Asparagus beetles in home gardens

Jerry Vitalis

The warm temperatures and ample rain have helped gardeners enjoy a great asparagus harvest. The conditions have also made it easy for the asparagus beetles to thrive as they lay their eggs on nearby weeds as the host.
The common asparagus beetle and the spotted asparagus beetle are two of the main pests of asparagus. Both beetles have oval-shaped bodies with moderate length antennae. The common beetle adult is bluish-black with six cream-colored spots on its back, while adult spotted beetles are reddish-orange with twelve black spots. The spotted asparagus should not be confused with the beneficial lady beetles that have an oval, almost rounded body, with a varying number of spots. They also have heads that are partly to completely concealed when viewed from above and a short antennae.

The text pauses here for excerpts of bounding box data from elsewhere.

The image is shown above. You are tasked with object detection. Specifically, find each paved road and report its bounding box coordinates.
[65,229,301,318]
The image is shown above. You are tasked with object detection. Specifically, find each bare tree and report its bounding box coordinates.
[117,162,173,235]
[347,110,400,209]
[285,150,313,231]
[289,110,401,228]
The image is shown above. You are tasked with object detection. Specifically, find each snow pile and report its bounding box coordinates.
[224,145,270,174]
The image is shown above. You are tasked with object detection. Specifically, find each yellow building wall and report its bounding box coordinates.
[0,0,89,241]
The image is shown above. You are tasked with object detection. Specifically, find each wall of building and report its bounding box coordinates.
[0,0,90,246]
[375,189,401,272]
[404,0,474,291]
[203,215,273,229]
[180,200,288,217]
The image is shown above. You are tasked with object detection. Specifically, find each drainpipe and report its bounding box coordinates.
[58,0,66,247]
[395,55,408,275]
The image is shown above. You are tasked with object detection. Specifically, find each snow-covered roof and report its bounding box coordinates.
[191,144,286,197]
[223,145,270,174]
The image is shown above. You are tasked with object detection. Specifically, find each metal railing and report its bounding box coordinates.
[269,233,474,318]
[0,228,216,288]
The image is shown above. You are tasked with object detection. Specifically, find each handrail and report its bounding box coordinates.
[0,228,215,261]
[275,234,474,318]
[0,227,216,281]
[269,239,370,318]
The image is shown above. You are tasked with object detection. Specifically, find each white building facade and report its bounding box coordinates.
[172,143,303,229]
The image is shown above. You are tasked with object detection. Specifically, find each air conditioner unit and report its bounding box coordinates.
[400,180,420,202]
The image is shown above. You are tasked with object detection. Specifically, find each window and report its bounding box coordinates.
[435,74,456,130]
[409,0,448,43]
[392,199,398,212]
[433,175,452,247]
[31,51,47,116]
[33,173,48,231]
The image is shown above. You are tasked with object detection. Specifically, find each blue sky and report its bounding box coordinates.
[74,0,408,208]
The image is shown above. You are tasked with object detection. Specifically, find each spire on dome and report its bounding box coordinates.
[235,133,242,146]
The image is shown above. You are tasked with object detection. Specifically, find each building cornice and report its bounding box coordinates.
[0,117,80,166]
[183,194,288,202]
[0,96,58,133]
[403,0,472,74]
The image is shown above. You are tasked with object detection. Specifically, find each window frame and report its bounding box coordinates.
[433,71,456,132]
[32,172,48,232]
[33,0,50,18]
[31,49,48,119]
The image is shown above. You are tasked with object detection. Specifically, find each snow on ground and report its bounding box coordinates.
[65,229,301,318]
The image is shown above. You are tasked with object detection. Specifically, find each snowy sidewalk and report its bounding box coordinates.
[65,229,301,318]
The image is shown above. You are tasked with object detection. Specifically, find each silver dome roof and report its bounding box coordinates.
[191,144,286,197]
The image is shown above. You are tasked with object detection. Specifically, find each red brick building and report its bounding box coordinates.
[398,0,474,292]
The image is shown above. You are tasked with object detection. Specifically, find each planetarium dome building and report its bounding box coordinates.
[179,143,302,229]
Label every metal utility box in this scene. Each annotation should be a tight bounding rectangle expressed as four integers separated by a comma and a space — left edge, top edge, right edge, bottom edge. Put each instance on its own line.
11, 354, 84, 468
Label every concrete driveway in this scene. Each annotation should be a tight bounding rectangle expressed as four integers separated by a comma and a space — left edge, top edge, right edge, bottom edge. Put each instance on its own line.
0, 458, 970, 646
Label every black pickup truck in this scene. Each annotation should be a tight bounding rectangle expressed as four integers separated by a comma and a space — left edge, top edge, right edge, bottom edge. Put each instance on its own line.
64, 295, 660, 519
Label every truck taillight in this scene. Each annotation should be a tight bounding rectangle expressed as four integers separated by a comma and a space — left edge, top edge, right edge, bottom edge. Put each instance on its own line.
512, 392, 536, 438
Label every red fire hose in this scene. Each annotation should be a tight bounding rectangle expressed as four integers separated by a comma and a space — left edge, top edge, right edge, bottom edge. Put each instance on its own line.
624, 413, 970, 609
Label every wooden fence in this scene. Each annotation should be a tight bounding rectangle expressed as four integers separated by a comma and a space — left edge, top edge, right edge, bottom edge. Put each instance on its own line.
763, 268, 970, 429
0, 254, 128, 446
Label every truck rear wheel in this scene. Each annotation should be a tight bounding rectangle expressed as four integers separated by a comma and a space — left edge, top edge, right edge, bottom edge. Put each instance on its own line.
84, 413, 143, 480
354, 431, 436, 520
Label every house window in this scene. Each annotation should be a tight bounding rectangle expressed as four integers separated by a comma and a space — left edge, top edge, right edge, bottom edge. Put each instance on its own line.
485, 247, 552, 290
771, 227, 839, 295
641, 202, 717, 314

Common asparagus beetle adults overwinter in sheltered areas such as under loose tree bark, hollow stems of asparagus plants and of course weeds. Adults appear in gardens just as the spears emerge from the soil in the spring. They lay many dark brown, oval-shaped eggs on end in rows on spears, ferns, flower buds, etc. The eggs hatch within a week and the larvae migrate to the ferns to start feeding. They feed for about two weeks and fall to the ground to pupate in the soil. About a week later, adults emerge to start another generation, feeding on the ferns for the rest of the growing season.

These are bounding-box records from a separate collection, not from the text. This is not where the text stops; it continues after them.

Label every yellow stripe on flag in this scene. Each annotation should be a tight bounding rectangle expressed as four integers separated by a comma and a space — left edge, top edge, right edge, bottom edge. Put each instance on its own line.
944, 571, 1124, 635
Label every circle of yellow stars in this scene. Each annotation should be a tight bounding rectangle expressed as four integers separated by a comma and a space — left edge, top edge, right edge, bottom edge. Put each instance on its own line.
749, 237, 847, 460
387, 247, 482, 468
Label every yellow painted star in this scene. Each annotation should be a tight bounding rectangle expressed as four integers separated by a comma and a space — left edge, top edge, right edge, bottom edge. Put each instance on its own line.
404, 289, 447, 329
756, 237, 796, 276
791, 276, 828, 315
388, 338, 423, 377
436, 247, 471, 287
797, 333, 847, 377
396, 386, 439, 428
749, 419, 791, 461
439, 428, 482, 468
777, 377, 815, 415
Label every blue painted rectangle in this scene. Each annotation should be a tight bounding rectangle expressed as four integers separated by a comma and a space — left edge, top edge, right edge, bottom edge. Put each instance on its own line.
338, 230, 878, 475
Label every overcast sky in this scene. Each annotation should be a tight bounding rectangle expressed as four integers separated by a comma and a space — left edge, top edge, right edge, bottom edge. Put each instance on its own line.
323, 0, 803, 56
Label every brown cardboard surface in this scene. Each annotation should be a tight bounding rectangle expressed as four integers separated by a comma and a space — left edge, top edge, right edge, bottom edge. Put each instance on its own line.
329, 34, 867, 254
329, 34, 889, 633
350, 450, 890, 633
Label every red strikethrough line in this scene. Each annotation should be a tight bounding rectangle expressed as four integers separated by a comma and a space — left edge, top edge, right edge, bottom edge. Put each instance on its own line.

The spotted asparagus beetle has a similar life cycle, but usually appears in gardens later; appearing in mid-May and disappearing in late July. The orange larvae typically feed on the berries, or fruit of the asparagus, feeding on the spears by both varieties. They can cause browning, scarring, and may cause the spears to bend over into a shepherd’s crook. Significant defoliation can weaken the plants and reduce the ability to provide nutrients for the coming year, therefore causing winter kill, especially in young plants.
Handpicking can be effective in small gardens, but less practical in large gardens. If you detect heavy infestation, you may choses to use an insecticide. Look at the label and look for the active ingredients that have pyrethrins, malation, carbaryl, and permethrin. Since carbaryl kills honey bees, avoid spraying when other plants are flowering and spray towards evening. Always read the labels on insecticides and follow the instructions carefully.